Hansen: Gen V: Is it virtual living?

March 08, 2012|By David Hansen

It was a beautiful Sunday afternoon in Laguna Beach, and my boys were holed up in the house, so I started to kick them outside when I stopped myself.

One was laughing loudly with a group of online friends while playing a game. Another was Skyping with schoolmates on a homework project. The third was quietly reading a book.

I wanted them to go outside and play with friends, but they already were — sort of.

It's clear that teens and preteens have embraced online collaboration tools. Some pundits have dubbed the kids "Generation Virtual" or Gen V.


My question is, what does this mean? What are the long-term impacts? Am I creating little cyber boors devoid of social skills?

Anyone who grew up before the Internet was regularly kicked out of the house. We went to the mall or corner store or played in the dirt, and it was good. It fostered creativity, solidified friendships and caused all kinds of neighborhood problems involving toilet paper.

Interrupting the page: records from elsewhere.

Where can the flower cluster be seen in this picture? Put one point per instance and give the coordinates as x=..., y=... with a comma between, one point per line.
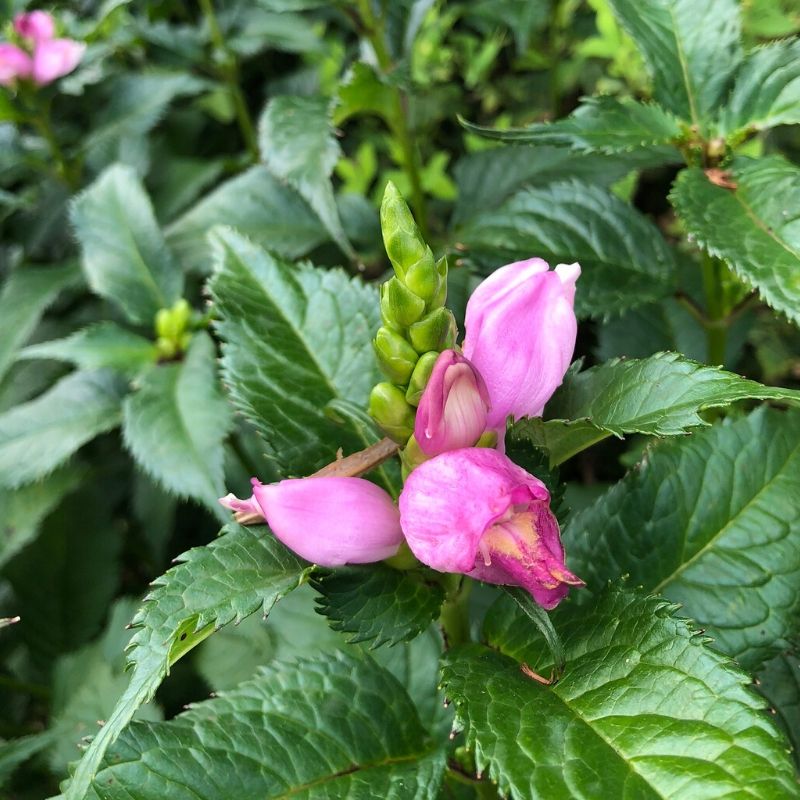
x=41, y=57
x=465, y=506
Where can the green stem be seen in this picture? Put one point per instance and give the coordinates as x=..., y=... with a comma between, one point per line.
x=229, y=72
x=373, y=29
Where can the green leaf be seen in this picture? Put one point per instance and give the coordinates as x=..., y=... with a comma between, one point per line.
x=102, y=345
x=295, y=338
x=124, y=254
x=23, y=510
x=352, y=729
x=25, y=296
x=766, y=92
x=661, y=396
x=710, y=522
x=38, y=436
x=175, y=423
x=624, y=258
x=244, y=570
x=753, y=228
x=257, y=205
x=691, y=48
x=600, y=125
x=645, y=709
x=378, y=604
x=298, y=146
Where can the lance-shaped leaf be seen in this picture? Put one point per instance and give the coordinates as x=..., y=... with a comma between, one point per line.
x=297, y=144
x=377, y=603
x=755, y=228
x=710, y=522
x=349, y=728
x=244, y=570
x=691, y=48
x=624, y=258
x=599, y=125
x=124, y=254
x=645, y=709
x=662, y=396
x=257, y=205
x=38, y=436
x=296, y=338
x=175, y=423
x=766, y=92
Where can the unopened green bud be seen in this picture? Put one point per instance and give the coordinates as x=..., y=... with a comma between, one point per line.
x=400, y=307
x=436, y=331
x=396, y=356
x=388, y=407
x=420, y=377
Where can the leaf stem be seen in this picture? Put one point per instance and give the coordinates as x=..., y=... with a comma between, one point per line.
x=229, y=72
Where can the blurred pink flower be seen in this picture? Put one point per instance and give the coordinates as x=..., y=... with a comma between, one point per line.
x=474, y=511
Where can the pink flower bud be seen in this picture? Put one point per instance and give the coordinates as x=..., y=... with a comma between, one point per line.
x=35, y=25
x=327, y=520
x=53, y=58
x=520, y=335
x=14, y=64
x=475, y=511
x=452, y=410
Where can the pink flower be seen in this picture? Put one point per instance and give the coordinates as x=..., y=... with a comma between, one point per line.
x=520, y=335
x=54, y=58
x=327, y=520
x=475, y=511
x=35, y=25
x=452, y=410
x=14, y=64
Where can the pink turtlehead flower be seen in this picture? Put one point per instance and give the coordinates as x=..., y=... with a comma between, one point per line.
x=54, y=58
x=327, y=520
x=474, y=511
x=35, y=25
x=452, y=410
x=520, y=335
x=14, y=64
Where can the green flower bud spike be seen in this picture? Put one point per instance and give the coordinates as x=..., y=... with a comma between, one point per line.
x=388, y=407
x=396, y=357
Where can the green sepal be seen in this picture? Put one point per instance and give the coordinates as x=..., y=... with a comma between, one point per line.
x=400, y=307
x=396, y=357
x=435, y=331
x=388, y=407
x=420, y=377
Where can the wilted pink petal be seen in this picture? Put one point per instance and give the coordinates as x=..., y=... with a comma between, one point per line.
x=36, y=25
x=55, y=57
x=14, y=64
x=452, y=410
x=520, y=335
x=475, y=511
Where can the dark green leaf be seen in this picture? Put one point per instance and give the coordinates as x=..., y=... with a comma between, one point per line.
x=257, y=205
x=105, y=344
x=295, y=339
x=378, y=604
x=625, y=260
x=754, y=228
x=662, y=396
x=600, y=125
x=711, y=522
x=767, y=90
x=25, y=296
x=244, y=570
x=298, y=146
x=645, y=709
x=38, y=436
x=353, y=729
x=691, y=48
x=124, y=254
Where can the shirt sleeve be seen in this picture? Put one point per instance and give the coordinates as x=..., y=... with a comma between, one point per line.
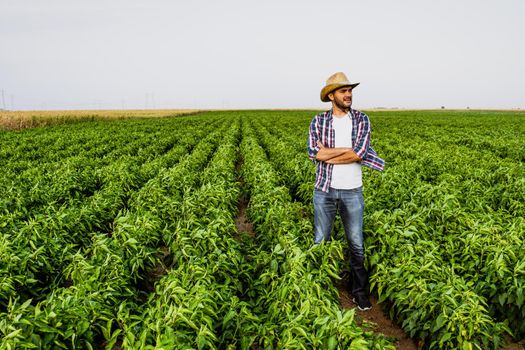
x=313, y=136
x=362, y=141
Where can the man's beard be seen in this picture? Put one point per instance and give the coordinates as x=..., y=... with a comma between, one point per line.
x=342, y=106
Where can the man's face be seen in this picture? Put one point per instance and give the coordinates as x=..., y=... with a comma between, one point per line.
x=342, y=97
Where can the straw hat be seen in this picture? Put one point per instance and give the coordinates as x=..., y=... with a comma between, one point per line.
x=334, y=82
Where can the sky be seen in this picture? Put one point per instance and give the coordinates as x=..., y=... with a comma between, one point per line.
x=233, y=54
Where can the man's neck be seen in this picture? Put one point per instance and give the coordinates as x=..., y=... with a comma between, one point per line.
x=338, y=112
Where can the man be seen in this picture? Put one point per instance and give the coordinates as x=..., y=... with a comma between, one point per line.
x=339, y=144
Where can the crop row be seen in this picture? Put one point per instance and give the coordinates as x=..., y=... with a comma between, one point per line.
x=447, y=301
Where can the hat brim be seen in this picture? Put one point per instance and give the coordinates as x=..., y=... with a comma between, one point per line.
x=331, y=87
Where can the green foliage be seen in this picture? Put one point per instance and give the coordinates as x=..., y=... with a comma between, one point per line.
x=122, y=234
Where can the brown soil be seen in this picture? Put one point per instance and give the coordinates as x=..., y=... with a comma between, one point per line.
x=515, y=346
x=241, y=221
x=382, y=324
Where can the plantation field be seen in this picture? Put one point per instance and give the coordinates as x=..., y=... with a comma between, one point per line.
x=121, y=233
x=15, y=120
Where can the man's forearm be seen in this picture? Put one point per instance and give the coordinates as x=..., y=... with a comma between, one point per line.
x=345, y=158
x=325, y=153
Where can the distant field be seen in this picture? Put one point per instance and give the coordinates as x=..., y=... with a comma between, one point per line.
x=123, y=234
x=29, y=119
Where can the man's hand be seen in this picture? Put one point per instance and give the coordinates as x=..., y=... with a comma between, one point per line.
x=338, y=155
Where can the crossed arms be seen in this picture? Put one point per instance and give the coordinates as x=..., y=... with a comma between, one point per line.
x=337, y=155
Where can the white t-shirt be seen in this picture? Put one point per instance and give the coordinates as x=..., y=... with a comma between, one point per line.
x=345, y=176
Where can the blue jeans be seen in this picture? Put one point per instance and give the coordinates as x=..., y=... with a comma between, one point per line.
x=351, y=205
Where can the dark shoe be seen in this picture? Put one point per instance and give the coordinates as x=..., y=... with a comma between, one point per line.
x=363, y=304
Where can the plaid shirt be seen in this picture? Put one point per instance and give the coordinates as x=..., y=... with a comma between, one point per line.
x=321, y=129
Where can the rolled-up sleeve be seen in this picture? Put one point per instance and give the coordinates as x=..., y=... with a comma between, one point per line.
x=313, y=137
x=362, y=142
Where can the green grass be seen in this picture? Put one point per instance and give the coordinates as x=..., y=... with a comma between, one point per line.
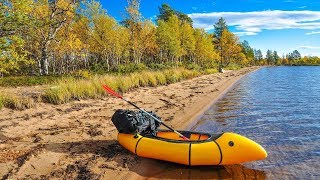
x=68, y=89
x=15, y=102
x=27, y=80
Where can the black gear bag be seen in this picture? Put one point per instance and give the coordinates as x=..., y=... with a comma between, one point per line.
x=129, y=122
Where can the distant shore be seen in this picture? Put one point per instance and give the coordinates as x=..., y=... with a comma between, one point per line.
x=78, y=139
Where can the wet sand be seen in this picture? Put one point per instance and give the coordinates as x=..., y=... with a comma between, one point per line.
x=78, y=139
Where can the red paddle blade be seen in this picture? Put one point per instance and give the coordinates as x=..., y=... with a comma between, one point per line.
x=112, y=92
x=185, y=138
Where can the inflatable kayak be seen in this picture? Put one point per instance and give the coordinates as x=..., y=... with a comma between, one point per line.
x=202, y=149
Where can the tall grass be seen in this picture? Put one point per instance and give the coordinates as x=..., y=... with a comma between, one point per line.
x=68, y=89
x=15, y=102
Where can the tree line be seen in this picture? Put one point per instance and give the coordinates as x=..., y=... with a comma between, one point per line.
x=58, y=37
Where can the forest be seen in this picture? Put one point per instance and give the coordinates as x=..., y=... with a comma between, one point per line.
x=66, y=37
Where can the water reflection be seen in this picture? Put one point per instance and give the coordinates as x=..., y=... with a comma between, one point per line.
x=278, y=107
x=174, y=171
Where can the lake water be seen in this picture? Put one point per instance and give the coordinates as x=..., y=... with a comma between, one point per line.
x=278, y=107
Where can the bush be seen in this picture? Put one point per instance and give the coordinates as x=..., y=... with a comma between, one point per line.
x=15, y=102
x=211, y=71
x=130, y=68
x=27, y=80
x=68, y=89
x=82, y=74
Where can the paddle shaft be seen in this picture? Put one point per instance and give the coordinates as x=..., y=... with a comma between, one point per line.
x=109, y=90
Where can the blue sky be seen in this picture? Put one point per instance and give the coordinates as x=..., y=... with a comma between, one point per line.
x=281, y=25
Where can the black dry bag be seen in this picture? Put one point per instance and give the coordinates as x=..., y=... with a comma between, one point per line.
x=127, y=121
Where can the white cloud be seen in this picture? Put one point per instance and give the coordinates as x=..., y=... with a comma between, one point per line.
x=313, y=32
x=302, y=7
x=251, y=23
x=309, y=47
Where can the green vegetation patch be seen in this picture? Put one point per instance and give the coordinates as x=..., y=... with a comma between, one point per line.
x=68, y=89
x=15, y=102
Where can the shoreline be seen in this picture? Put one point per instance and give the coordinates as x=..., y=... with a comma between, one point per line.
x=214, y=99
x=78, y=139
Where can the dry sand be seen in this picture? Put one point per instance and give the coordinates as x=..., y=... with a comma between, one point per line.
x=78, y=139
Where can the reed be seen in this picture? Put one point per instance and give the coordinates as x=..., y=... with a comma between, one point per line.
x=13, y=101
x=68, y=89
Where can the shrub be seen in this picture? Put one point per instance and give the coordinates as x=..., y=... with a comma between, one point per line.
x=15, y=102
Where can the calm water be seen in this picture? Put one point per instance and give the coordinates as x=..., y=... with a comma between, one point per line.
x=278, y=107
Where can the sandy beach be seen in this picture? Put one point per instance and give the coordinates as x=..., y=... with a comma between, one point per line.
x=78, y=139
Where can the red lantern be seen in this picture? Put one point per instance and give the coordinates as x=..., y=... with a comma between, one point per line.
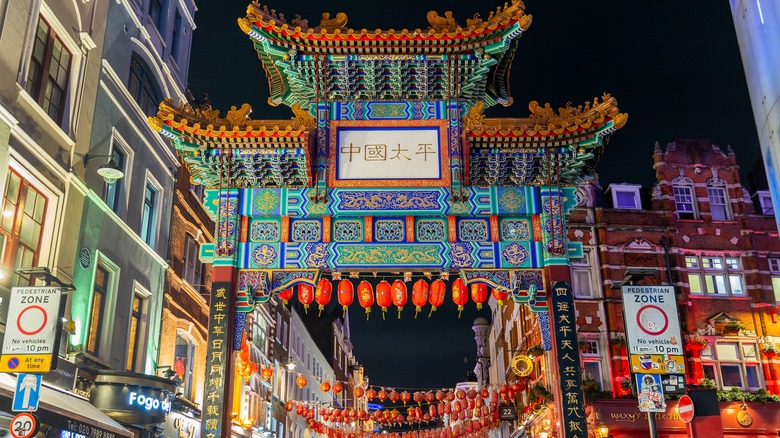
x=393, y=396
x=366, y=296
x=285, y=295
x=346, y=294
x=384, y=296
x=305, y=295
x=399, y=295
x=323, y=293
x=479, y=294
x=436, y=295
x=500, y=296
x=459, y=294
x=419, y=295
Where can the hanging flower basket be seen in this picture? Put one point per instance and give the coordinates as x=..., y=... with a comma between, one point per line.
x=696, y=343
x=770, y=350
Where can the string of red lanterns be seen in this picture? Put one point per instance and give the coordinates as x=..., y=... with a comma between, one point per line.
x=396, y=294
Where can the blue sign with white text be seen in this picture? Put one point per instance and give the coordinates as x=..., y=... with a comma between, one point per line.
x=28, y=393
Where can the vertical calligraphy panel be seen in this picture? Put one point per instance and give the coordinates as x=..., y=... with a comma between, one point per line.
x=572, y=401
x=214, y=391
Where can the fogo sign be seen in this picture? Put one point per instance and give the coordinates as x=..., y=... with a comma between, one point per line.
x=31, y=330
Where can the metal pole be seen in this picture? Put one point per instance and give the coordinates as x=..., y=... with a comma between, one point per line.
x=651, y=424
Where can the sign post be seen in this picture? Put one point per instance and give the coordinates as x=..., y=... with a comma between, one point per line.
x=654, y=343
x=31, y=332
x=28, y=392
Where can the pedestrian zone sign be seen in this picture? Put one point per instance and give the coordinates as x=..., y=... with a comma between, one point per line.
x=31, y=330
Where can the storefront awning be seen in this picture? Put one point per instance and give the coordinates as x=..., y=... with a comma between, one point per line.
x=68, y=405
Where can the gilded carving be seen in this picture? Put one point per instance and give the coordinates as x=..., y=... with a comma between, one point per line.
x=439, y=23
x=302, y=116
x=329, y=24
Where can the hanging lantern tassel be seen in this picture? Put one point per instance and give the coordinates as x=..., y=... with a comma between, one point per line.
x=399, y=295
x=479, y=294
x=383, y=296
x=366, y=296
x=419, y=295
x=436, y=295
x=459, y=294
x=346, y=295
x=323, y=294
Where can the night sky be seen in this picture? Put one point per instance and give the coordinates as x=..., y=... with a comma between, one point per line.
x=674, y=67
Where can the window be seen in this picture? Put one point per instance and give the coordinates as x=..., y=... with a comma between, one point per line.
x=157, y=14
x=21, y=225
x=625, y=196
x=192, y=264
x=47, y=76
x=774, y=269
x=100, y=287
x=709, y=275
x=582, y=277
x=733, y=365
x=765, y=202
x=683, y=199
x=176, y=36
x=149, y=217
x=142, y=86
x=183, y=365
x=718, y=203
x=136, y=328
x=114, y=189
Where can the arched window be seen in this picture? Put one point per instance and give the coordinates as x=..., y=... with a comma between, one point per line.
x=143, y=86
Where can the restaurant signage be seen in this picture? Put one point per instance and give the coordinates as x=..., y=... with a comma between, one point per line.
x=567, y=349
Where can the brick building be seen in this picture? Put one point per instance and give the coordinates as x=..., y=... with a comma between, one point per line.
x=698, y=230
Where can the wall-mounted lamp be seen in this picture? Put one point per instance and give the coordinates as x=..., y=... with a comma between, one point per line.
x=109, y=171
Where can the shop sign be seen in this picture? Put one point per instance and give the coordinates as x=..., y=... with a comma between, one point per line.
x=389, y=153
x=181, y=426
x=31, y=334
x=650, y=393
x=130, y=403
x=652, y=324
x=657, y=364
x=214, y=388
x=567, y=349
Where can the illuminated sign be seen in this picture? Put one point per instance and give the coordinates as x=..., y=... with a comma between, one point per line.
x=389, y=153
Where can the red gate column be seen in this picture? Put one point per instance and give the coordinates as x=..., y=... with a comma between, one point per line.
x=565, y=357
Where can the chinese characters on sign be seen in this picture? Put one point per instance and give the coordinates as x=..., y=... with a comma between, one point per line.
x=568, y=351
x=216, y=359
x=382, y=153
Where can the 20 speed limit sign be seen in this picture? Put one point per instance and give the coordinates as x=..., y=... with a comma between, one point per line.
x=24, y=425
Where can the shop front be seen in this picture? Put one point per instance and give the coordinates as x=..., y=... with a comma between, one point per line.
x=737, y=420
x=140, y=402
x=60, y=414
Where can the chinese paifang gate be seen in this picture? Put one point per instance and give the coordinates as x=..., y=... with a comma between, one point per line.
x=389, y=165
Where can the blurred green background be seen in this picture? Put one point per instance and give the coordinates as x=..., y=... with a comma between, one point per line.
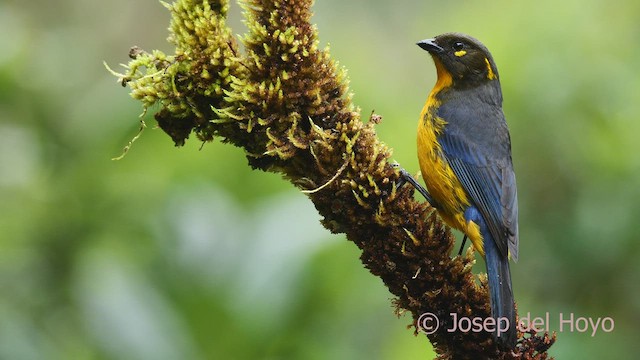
x=182, y=253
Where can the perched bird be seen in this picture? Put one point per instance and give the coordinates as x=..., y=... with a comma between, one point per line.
x=464, y=150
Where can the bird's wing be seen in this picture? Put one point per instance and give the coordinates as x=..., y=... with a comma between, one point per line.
x=479, y=153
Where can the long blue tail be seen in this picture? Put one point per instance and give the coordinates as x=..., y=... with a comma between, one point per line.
x=500, y=291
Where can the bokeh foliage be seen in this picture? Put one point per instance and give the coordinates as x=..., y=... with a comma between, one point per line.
x=91, y=266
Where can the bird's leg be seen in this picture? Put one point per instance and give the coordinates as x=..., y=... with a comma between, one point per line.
x=464, y=241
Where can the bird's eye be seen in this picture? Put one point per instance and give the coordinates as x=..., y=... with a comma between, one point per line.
x=457, y=46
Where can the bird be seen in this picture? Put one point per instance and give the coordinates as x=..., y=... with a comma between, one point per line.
x=464, y=152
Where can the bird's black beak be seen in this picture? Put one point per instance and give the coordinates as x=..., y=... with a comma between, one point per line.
x=430, y=46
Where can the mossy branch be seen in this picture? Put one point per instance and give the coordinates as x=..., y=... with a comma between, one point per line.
x=286, y=103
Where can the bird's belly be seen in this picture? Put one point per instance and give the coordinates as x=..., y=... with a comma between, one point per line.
x=441, y=182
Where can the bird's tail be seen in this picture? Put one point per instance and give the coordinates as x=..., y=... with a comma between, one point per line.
x=500, y=294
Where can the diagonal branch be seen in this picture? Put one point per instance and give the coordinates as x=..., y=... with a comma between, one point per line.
x=285, y=102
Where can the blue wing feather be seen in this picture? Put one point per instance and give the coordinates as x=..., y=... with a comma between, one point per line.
x=478, y=149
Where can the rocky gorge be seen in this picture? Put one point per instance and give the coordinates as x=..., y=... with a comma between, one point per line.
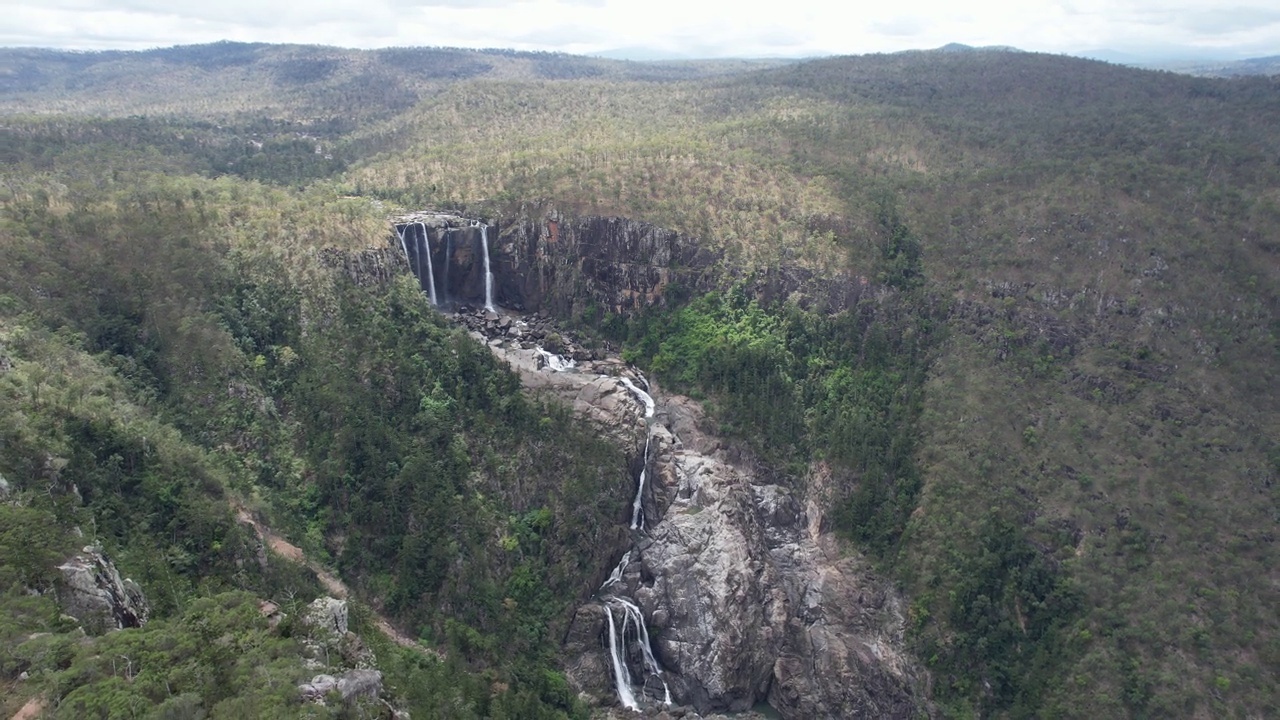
x=745, y=596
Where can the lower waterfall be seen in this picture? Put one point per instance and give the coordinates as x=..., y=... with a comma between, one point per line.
x=425, y=249
x=488, y=273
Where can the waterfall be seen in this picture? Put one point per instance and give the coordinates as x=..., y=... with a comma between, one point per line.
x=400, y=232
x=448, y=256
x=557, y=363
x=621, y=677
x=430, y=273
x=488, y=274
x=636, y=510
x=641, y=396
x=616, y=575
x=631, y=614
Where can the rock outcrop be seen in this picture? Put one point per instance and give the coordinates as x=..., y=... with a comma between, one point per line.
x=545, y=260
x=92, y=592
x=746, y=597
x=351, y=684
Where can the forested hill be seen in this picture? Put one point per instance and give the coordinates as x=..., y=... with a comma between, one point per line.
x=297, y=82
x=1048, y=411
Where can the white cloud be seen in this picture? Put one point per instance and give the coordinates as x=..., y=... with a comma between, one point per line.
x=690, y=27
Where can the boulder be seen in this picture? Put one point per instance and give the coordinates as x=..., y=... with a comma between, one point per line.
x=92, y=592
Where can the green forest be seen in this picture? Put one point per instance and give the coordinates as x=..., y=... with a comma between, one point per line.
x=1050, y=411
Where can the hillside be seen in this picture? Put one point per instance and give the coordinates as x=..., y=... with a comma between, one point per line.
x=1018, y=311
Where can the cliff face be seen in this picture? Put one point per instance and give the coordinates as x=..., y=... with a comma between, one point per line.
x=562, y=264
x=746, y=596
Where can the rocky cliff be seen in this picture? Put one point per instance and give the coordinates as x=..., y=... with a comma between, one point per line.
x=92, y=592
x=545, y=260
x=746, y=597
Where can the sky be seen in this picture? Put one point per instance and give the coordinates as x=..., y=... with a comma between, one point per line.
x=647, y=28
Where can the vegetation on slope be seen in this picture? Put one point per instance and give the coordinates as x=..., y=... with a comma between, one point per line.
x=182, y=340
x=1051, y=414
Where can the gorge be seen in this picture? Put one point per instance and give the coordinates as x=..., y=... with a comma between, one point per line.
x=732, y=592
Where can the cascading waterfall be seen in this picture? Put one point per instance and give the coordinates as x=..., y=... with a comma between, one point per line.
x=647, y=400
x=631, y=614
x=488, y=273
x=557, y=363
x=448, y=258
x=425, y=249
x=644, y=397
x=400, y=232
x=636, y=506
x=621, y=675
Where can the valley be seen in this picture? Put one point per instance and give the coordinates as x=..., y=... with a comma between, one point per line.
x=888, y=386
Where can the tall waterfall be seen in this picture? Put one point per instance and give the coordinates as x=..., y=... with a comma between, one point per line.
x=448, y=258
x=425, y=249
x=629, y=610
x=638, y=505
x=400, y=232
x=621, y=675
x=488, y=273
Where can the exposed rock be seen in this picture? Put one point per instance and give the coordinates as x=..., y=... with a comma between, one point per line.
x=328, y=636
x=92, y=592
x=748, y=597
x=545, y=260
x=351, y=684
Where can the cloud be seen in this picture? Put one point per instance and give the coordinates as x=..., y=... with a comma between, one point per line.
x=702, y=27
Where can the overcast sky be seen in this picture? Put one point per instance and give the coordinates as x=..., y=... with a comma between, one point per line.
x=703, y=28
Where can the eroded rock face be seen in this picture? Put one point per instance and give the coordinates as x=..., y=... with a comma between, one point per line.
x=92, y=592
x=351, y=684
x=746, y=597
x=547, y=260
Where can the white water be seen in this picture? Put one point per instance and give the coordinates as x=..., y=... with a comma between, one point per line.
x=630, y=610
x=488, y=274
x=617, y=648
x=636, y=510
x=621, y=677
x=641, y=396
x=430, y=272
x=557, y=363
x=403, y=246
x=616, y=575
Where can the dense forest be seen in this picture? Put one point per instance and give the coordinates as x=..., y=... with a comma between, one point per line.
x=1050, y=411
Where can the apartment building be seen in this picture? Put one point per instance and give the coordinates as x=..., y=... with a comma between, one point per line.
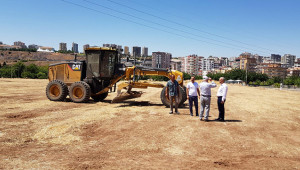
x=145, y=51
x=21, y=44
x=288, y=59
x=274, y=70
x=191, y=64
x=136, y=51
x=75, y=47
x=176, y=64
x=63, y=47
x=126, y=50
x=161, y=59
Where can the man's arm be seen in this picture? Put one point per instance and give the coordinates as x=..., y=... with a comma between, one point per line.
x=224, y=94
x=177, y=89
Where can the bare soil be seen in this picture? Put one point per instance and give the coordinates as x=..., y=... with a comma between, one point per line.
x=261, y=131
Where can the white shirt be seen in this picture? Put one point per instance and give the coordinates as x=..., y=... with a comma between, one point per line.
x=192, y=88
x=222, y=91
x=205, y=88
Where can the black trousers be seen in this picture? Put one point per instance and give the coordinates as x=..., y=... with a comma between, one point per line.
x=221, y=108
x=195, y=100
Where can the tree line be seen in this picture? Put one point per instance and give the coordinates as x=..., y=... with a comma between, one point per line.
x=20, y=70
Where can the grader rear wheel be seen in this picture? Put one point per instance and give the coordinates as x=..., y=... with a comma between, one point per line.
x=56, y=90
x=80, y=92
x=181, y=97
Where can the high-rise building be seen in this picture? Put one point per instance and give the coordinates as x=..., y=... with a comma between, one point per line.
x=136, y=51
x=208, y=64
x=248, y=62
x=288, y=59
x=21, y=44
x=176, y=64
x=276, y=58
x=126, y=50
x=161, y=59
x=75, y=47
x=145, y=51
x=192, y=64
x=85, y=47
x=63, y=47
x=224, y=61
x=118, y=47
x=259, y=59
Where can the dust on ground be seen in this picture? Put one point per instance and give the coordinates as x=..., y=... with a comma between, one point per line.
x=262, y=130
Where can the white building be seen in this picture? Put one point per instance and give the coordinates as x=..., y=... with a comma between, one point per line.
x=46, y=49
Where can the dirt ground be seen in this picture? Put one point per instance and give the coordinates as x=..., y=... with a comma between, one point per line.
x=262, y=131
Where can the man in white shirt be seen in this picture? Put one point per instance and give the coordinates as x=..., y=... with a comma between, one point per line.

We proudly recall these stories today.

But does this give us the right to badmouth today's online approach?

I turned to psychologist Michele McCormick, Ph.D., a Laguna Beach resident, to understand how these tools may be impacting young adults.

"Parents are wondering what their position should be," McCormick said. "Is it good, is it bad? It can be both. It's how it's used."

McCormick says the primary focus for kids this age revolves around the peer group. This has not changed for decades. What has changed are the dynamics around involvement.

"They're tribal, and they're finding their tribe, and that's not a bad thing," McCormick said. "For introverted kids, this is such an easier way for them to reach out. Their level of anxiety is not as high."

If the playing field is more level with an online group, then self-esteem and confidence should follow.

The challenge is most studies have focused on the negative: Don't do this, limit that, monitor everything. The research has also honed in on excessive use.

"What we're finding is kids' attention spans are getting shorter and shorter, so they do everything in sound bites," McCormick said. "And they're distractibility levels are increasing. So their capacity to sustain focus and concentration is really being compromised."